One of the most common tasks analysts need to perform is pattern reformatting – converting multiple formats of data into a single format, by manipulating delimiters, tokens, and word lengths, while preserving semantic content. For example, suppose you have a column of phone numbers that you’d like to reformat into the common +1 ### ### #### US format.
Visualizing phone number data
Writing out data transformations to solve this task can be a time consuming and error prone process, especially because the data may have many different formats of phone numbers, as demonstrated above by the Patterns interface. Moreover, Trifacta’s intelligent suggestions may not always apply to the data types you’re trying to manipulate, especially when you’d like to create a new format not already present in your data (in this example, adding the country code +1).
On the other hand, you know exactly what you’d like your data to look like. For example, given the first record of the input column, “236.926.9604”, you know that you want it to look like “+1 236 926 9604”. Wouldn’t it be nice if you could simply provide this knowledge of the end result to Trifacta, and have it figure out the rest?
This is exactly the objective of Transform by Example. Rather than authoring transforms, you instead type out one or more examples of what you’d like your output records to look like, and Trifacta will create the transform to get you there.
Typing out an example
After entering the example on the first row, Trifacta infers exactly the kind of transformation you’re trying to do. It applies this transformation to your input column, and provides you with a preview of what your data will look like once committed.
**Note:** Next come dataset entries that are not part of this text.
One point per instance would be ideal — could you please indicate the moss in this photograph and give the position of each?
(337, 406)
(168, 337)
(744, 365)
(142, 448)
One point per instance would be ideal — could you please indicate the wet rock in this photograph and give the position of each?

If you’re not satisfied with what Trifacta predicts, you can simply add more examples for different input records until you’re happy with the results. Finally, you can add the transformation as a step to your recipe, which can eventually be executed at scale on your full dataset.
Let’s take a look at another example. This start_date column above is not in the format we need for our downstream analysis. Additionally, there’s a data quality issue of having multiple different formats present here. We can tackle both of these issues easily using Transform by Example.
Formatting heterogenous dates by example
We entered a format that doesn’t exist in the data, and Trifacta not only updates the primary data format present in our column yyyy/mm/dd, but also updates the secondary date format short-month dd yyyy simultaneously.
Enhanced Recipe Interaction
You can now perform recipe operations on multiple steps. Operations like multi-step disabling, moving, copying, and duplicating streamline the interactions within recipes and simplify recipe organization especially as recipes get larger and more complicated.
Tip: You can also copy and paste multiple steps from one recipe to another, which enables reuse of recipe parts.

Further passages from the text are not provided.